Poisoning Memory Blocks for C++ Safety

What is Poisoned Memory?

Poisoning memory is a technique where memory blocks are intentionally set to non-zery bytes, hoping to provide a failure if this memory block is used. The general breakdown of DIY memory safety C++ techniques includes:

• Canary regions ("redzones") around memory blocks.
• Poisoned memory blocks inside the memory block.
• Magic values stored at the start of a block.

Hence, poisoned memory aims to detect some of these memory failures:

• Uninitialized allocated memory use (e.g., malloc, new).
• Uninitialized stack memory buffer usage.
• Use-after-free heap memory.
• Use-after-delete heap memory.
• Use-after-return for stack memory blocks

Hence, here are some of the places where we want to poison memory blocks:

• malloc block (uninitialized heap memory).
• new or new[] heap block (uninitialized heap).
• free (de-allocated heap block).
• delete or delete[] (de-allocated heap block).

Those above examples are for the heap, but we also care about stack memory, and ideally we also want to poison:

• Local buffer variables on entry to a function (uninitialized stack memory).
• Returning from a function with a local buffer variable (invalid memory after stack unwind).

Note that we don't need poisoning for these cases:

• Global variable (already initialized to zero).
• Local static variable (also zeroed in C++).

And this makes a good point: if the C++ compiler auto-zeroed all the allocated and stack memory, we wouldn't have to worry about this. Hence, I want a "-safe" flag for my compiler.

Marking Poisoned Memory Blocks

The simplest way to "poison" a block with bytes is simply to put a special value into every byte:

    char buf[100];
    memset(buf, '@', sizeof buf);

Here is a general utility routine to poison a buffer more elegantly. Note that this code does not poison the final byte in the buffer, so that any inadvertant use of the string in the buffer won't actually go beyond the buffer. Whether you do or don't want this to crash depends on context.

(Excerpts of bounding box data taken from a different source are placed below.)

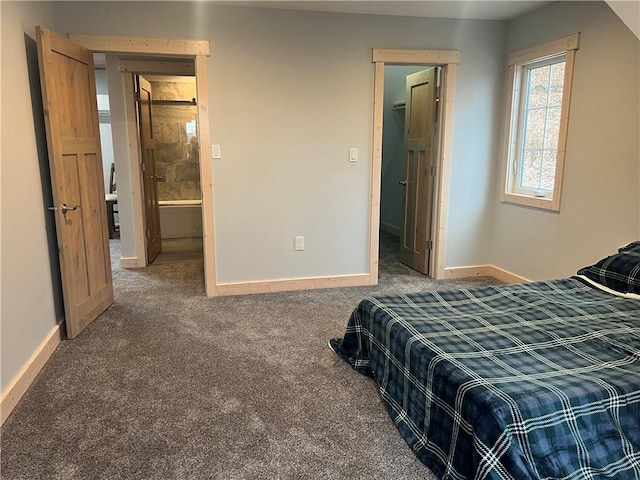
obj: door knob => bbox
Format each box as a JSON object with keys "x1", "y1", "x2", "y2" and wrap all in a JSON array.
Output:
[{"x1": 47, "y1": 203, "x2": 80, "y2": 213}]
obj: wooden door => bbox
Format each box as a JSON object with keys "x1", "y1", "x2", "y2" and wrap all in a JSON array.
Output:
[
  {"x1": 136, "y1": 75, "x2": 162, "y2": 263},
  {"x1": 400, "y1": 68, "x2": 437, "y2": 274},
  {"x1": 36, "y1": 27, "x2": 113, "y2": 338}
]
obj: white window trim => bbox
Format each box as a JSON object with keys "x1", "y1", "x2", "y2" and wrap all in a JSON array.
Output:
[{"x1": 500, "y1": 33, "x2": 580, "y2": 212}]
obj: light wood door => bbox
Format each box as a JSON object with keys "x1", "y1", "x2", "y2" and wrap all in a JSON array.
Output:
[
  {"x1": 36, "y1": 27, "x2": 113, "y2": 338},
  {"x1": 136, "y1": 75, "x2": 162, "y2": 263},
  {"x1": 400, "y1": 68, "x2": 437, "y2": 274}
]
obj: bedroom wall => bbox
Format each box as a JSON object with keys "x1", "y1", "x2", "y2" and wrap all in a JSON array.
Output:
[
  {"x1": 0, "y1": 2, "x2": 62, "y2": 393},
  {"x1": 380, "y1": 65, "x2": 425, "y2": 234},
  {"x1": 492, "y1": 2, "x2": 640, "y2": 280},
  {"x1": 50, "y1": 2, "x2": 506, "y2": 283}
]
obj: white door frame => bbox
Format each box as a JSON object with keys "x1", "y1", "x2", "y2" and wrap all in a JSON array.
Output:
[
  {"x1": 68, "y1": 34, "x2": 217, "y2": 297},
  {"x1": 369, "y1": 48, "x2": 460, "y2": 279}
]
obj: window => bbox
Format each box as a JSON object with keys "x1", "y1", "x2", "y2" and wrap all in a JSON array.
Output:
[{"x1": 501, "y1": 34, "x2": 579, "y2": 211}]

    inline void aussie_poison_buffer(char* s, int bufsize, char magicchar /* = '@'*/)
    {
	// PURPOSE: Our buffer is now unused, mark it with poison bytes.
	// Put some very visible magic letters e.g. @@@@@
	// They can be tested in other use of the buffer, 
	// .. and also make any errors visible in output...
	memset(s, bufsize - 1, magicchar);  // Clear all but the last...
	// Note: null byte after many @@@'s means it won't crash on strlen/etc.
	s[bufsize - 1] = 0;   // Put a null byte at the very end for safety
    }

I like the use of multiple @ characters as a poisoned value, because it's highly visible in a printout or HTML page. It's also possible to quickly test for a likely poisoned address:

    bool is_poisoned = s[0] == '@' && s[1] == '@' && s[2] == '@';

We can make this into a macro:

    #define is_poisoned(s) ((s)[0] == '@' && (s)[1] == '@' && (s)[2] == '@')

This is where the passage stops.